5-羟基二十碳四烯酸(5-HETE)和二羟基二十碳四烯酸(二HETEs,包括LTB4)分别作为放射性标记产物(源自[14C]-AA)或通过高效液相色谱(HPLC)分离后在235或280nm处的吸光度进行测量。放射性标记的5-HPETE在通过薄层色谱(TLC)分离后用放射性TLC分析仪测量。通过测量释放到细胞外培养基中的放射性标记来确定膜结合的[14C]-AA去酰化。通过蛋白质印迹分析评估5-LO从细胞质到膜的转位。通过酶免疫分析(EIA)测定大鼠腹膜液中PGE、6-酮-PGF1α、LTE4或LTB4含量,通过放射免疫分析(RIA)测定TXB2含量。

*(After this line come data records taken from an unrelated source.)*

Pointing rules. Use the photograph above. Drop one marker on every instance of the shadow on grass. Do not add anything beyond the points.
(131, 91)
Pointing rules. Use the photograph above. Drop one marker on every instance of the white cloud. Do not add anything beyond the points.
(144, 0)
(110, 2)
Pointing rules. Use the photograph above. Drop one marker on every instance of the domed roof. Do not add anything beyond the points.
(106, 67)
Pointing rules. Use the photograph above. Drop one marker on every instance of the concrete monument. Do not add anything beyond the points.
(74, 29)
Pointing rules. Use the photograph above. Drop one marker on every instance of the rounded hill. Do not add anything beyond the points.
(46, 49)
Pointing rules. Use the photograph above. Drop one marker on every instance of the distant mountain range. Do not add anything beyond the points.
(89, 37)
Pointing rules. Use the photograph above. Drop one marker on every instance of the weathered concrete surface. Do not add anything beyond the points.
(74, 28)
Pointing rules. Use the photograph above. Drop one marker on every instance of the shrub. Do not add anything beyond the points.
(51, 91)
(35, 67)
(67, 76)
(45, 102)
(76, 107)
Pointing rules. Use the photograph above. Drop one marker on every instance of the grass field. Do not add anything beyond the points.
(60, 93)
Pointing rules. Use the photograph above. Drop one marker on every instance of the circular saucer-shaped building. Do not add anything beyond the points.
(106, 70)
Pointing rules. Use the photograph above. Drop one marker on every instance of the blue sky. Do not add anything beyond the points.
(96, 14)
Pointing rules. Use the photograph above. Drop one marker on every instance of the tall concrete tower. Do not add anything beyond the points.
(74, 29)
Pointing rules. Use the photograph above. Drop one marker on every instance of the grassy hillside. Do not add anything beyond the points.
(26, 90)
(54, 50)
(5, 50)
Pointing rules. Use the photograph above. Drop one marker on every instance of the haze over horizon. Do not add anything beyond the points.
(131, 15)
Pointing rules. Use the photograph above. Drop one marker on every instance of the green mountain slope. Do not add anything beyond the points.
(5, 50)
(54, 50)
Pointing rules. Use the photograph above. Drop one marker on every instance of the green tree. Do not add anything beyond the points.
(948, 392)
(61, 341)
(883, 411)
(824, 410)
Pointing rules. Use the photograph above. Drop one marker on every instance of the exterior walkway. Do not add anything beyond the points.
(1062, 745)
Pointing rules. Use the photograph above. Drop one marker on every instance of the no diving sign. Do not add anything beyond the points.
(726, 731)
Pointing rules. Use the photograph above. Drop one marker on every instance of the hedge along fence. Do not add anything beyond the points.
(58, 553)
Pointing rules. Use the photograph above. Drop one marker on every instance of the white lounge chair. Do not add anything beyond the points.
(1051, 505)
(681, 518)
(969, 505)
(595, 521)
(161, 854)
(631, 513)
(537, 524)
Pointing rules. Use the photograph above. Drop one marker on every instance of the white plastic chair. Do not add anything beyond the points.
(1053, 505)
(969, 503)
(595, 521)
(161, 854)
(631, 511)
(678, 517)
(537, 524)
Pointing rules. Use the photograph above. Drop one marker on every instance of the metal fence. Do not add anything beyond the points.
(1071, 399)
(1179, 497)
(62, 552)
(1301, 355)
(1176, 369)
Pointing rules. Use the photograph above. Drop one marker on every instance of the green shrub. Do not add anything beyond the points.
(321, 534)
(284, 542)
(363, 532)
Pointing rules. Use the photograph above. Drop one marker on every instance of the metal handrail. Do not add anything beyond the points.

替硝唑抑制外源性提供的AA刺激的培养大鼠嗜碱性白血病(RBL-1)细胞、人及大鼠中性粒细胞以及用A23187刺激的大鼠腹膜巨噬细胞中5-LO介导的产物生成(IC50,5 - 15μM)。此外,替硝唑抑制RBL-1细胞中放射性标记AA释放的效力较低(IC50,180μM),这表明5-LO衍生产物的减少不能用对AA细胞动员(即磷脂酶)的影响来解释。替硝唑通过解离的RBL-1细胞制剂(IC50,7μM)以及5-LO/氢过氧化物酶活性的100000×g上清液阻断5-羟基二十碳四烯酸(5-HETE)的生成,表明对5-LO酶本身有直接作用。此外,替硝唑损害了5-LO从细胞质到其膜结合对接蛋白(FLAP)的转位,这种转位在人中性粒细胞用钙离子载体刺激时发生,这表明了抑制5-LO途径的第二种机制。令人惊讶的是,替硝唑没有阻断放射性标记的MK-0591(FLAP的吲哚配体)与中性粒细胞膜的结合。尽管在全血和体内很容易观察到其抑制环氧化酶途径的能力,但在离子载体刺激的人血液中以及在大鼠模型中口服给药后(在三种不同刺激攻击后测量腹膜白三烯产物),均未证明替硝唑对5-LO的阻断作用。细胞外蛋白质的存在大大降低了替硝唑作为5-LO抑制剂在体外的效力,这表明蛋白质结合是动物模型中活性丧失的原因。
替硝唑在体外通过干扰其从细胞质到中性粒细胞膜区室的转位直接和间接抑制5-脂氧合酶活性。参考替硝唑降低细胞内pH的能力讨论了后一种作用的潜在机制。替硝唑在三种动物模型中未抑制5-LO途径活性。